If you use render_js=true in addition to LLM extraction, the cost per request increases as follows:

  • llm_extract=true&render_js=true will consume 35 API Credits per request (25 for LLM + 10 for JS rendering).
  • This combination is perfect for extracting data from single-page applications (SPAs) and sites with dynamic content loading.

Example Usage

# LLM extraction with Javascript rendering
curl -k "https://proxy.scrapeops.io/v1/?api_key=YOUR_API_KEY&url=https://spa-example.com/product/123&llm_extract=true&llm_extract_response_type=json&render_js=true&llm_data_schema=product_page"

# LLM extraction with residential proxies
curl -k "https://proxy.scrapeops.io/v1/?api_key=YOUR_API_KEY&url=https://example.com/article&llm_extract=true&llm_extract_response_type=markdown&residential=true"

# LLM extraction with both JS rendering and residential proxies
curl -k "https://proxy.scrapeops.io/v1/?api_key=YOUR_API_KEY&url=https://protected-site.com/data&llm_extract=true&llm_extract_response_type=json&render_js=true&residential=true&llm_data_schema=company_page"

These combinations are useful for scraping complex sites that require both intelligent content extraction and advanced proxy features for successful data extraction.

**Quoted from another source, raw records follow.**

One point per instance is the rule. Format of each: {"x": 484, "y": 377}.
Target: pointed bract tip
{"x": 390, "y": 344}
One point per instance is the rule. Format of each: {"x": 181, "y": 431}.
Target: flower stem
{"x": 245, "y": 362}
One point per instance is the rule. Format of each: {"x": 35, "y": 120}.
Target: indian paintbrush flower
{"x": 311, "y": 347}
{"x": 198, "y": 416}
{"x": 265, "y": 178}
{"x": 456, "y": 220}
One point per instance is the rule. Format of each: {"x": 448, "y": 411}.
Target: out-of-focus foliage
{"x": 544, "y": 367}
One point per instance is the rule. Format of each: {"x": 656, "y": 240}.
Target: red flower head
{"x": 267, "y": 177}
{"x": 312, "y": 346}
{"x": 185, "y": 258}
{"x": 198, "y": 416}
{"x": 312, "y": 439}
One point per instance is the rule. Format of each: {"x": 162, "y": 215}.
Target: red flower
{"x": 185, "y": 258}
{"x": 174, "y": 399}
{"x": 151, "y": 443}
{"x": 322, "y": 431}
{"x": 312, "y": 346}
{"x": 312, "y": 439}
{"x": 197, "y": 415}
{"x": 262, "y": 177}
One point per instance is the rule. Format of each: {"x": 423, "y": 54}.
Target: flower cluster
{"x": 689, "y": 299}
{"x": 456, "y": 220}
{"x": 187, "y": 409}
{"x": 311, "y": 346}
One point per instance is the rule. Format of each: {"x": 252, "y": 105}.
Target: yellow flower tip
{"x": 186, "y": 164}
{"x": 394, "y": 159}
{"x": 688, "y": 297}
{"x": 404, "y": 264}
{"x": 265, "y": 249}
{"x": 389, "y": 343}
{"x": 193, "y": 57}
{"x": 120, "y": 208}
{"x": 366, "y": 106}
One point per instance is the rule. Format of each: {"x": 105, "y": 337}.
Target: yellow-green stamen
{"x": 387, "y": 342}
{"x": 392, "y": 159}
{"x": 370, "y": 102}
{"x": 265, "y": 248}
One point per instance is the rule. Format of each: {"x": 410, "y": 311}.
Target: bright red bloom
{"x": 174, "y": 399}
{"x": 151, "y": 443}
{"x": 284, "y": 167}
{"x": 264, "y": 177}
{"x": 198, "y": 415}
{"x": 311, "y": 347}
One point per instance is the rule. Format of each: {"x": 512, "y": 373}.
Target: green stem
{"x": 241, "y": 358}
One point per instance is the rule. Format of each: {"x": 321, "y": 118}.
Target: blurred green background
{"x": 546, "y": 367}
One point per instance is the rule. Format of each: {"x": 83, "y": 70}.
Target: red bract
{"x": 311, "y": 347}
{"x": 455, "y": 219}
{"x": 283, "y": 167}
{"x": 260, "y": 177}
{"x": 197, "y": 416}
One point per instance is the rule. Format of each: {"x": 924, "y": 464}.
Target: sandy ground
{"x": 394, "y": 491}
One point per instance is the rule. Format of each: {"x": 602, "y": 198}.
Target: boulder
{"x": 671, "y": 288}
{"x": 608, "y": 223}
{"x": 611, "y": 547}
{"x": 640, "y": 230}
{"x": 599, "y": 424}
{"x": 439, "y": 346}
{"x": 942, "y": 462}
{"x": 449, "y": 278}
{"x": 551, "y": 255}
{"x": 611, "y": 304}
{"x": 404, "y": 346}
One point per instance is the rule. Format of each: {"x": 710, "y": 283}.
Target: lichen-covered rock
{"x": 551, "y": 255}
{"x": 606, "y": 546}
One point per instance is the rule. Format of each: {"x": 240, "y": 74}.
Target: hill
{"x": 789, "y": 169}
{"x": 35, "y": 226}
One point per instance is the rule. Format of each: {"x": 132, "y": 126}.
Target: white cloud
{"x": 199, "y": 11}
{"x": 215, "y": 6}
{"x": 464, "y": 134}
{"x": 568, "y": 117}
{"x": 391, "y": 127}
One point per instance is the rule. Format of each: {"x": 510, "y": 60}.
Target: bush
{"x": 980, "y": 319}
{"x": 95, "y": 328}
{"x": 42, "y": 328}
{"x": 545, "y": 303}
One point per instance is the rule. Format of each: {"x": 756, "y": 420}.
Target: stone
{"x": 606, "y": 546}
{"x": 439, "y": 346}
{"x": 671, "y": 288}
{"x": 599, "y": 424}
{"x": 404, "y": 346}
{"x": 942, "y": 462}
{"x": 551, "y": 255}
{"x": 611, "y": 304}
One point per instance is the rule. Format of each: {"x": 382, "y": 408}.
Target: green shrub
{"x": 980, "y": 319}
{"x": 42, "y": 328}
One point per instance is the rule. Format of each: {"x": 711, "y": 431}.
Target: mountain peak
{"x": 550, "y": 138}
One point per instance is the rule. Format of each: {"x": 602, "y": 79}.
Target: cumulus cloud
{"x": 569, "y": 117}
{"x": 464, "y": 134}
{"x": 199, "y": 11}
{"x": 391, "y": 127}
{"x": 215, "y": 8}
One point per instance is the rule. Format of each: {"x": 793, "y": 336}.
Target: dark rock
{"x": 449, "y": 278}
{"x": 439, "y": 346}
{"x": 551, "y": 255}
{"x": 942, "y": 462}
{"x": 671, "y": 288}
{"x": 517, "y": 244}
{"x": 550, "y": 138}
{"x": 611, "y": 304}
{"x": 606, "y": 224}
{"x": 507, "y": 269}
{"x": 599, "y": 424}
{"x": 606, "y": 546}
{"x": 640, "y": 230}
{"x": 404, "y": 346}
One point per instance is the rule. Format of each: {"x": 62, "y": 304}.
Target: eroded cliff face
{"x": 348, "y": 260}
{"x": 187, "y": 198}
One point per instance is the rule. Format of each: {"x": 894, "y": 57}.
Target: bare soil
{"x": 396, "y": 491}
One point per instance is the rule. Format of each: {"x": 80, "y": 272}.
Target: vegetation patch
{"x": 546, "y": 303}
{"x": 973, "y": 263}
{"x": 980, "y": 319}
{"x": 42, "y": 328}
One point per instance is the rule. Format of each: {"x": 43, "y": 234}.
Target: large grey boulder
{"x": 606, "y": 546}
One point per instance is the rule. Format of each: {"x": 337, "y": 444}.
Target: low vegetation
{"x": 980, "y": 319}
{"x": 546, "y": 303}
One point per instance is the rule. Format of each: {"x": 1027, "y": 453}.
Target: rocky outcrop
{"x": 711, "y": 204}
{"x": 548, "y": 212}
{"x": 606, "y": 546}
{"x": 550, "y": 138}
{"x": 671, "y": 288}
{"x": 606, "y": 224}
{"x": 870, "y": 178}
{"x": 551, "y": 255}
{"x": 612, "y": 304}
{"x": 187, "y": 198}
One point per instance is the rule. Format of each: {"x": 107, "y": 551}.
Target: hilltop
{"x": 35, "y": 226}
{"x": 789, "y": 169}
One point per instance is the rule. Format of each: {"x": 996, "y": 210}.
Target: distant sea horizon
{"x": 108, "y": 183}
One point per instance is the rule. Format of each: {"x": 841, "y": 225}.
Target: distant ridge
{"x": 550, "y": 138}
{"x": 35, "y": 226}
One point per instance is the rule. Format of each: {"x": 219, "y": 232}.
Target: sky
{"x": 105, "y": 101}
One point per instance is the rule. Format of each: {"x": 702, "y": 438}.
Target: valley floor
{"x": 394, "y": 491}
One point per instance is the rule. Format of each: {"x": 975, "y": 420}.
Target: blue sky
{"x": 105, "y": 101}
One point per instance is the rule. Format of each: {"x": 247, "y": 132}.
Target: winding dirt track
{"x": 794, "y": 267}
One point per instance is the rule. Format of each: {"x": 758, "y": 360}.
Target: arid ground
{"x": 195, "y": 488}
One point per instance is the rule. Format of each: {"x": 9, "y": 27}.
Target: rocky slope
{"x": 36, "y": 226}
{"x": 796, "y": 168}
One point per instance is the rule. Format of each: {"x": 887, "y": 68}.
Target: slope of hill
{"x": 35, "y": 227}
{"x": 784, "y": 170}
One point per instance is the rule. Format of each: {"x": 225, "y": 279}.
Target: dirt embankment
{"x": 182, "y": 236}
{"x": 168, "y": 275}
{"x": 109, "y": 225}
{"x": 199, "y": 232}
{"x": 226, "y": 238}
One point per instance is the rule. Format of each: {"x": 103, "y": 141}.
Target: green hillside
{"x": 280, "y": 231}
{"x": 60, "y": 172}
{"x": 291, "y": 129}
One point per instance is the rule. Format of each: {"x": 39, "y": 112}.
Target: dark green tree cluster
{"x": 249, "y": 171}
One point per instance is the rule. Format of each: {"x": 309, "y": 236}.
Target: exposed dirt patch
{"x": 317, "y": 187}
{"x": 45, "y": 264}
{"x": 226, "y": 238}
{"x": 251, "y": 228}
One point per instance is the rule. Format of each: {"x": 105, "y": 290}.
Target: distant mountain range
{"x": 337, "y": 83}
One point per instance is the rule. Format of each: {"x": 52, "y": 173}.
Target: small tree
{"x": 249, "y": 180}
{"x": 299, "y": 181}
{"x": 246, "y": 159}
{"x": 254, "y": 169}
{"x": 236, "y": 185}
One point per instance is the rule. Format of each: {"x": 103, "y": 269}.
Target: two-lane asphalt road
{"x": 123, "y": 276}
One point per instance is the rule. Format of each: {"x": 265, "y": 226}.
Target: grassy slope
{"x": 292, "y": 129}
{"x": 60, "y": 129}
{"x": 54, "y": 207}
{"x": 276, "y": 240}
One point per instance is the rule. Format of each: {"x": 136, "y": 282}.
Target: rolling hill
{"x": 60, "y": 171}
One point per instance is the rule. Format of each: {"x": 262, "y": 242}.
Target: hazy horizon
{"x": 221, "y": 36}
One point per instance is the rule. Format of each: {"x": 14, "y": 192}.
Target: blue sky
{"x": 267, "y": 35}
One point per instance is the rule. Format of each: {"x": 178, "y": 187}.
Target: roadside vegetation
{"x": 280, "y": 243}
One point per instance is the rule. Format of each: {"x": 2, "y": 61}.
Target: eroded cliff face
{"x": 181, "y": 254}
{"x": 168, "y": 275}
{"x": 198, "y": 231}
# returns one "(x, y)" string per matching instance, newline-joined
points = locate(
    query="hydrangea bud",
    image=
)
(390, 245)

Combined Usage with Premium Proxies

You can also combine LLM extraction with premium proxy levels for maximum reliability:

# LLM extraction with premium level 1 proxies
curl -k "https://proxy.scrapeops.io/v1/?api_key=YOUR_API_KEY&url=https://example.com/product&llm_extract=true&premium=level_1&llm_data_schema=product_page"

# LLM extraction with premium level 2 proxies and JS rendering
curl -k "https://proxy.scrapeops.io/v1/?api_key=YOUR_API_KEY&url=https://complex-site.com/data&llm_extract=true&premium=level_2&render_js=true&llm_extract_response_type=json"
  • llm_extract=true&premium=level_1 will consume 26.5 API Credits per request (25 for LLM + 1.5 for premium level 1).
  • llm_extract=true&premium=level_2 will consume 28 API Credits per request (25 for LLM + 3 for premium level 2).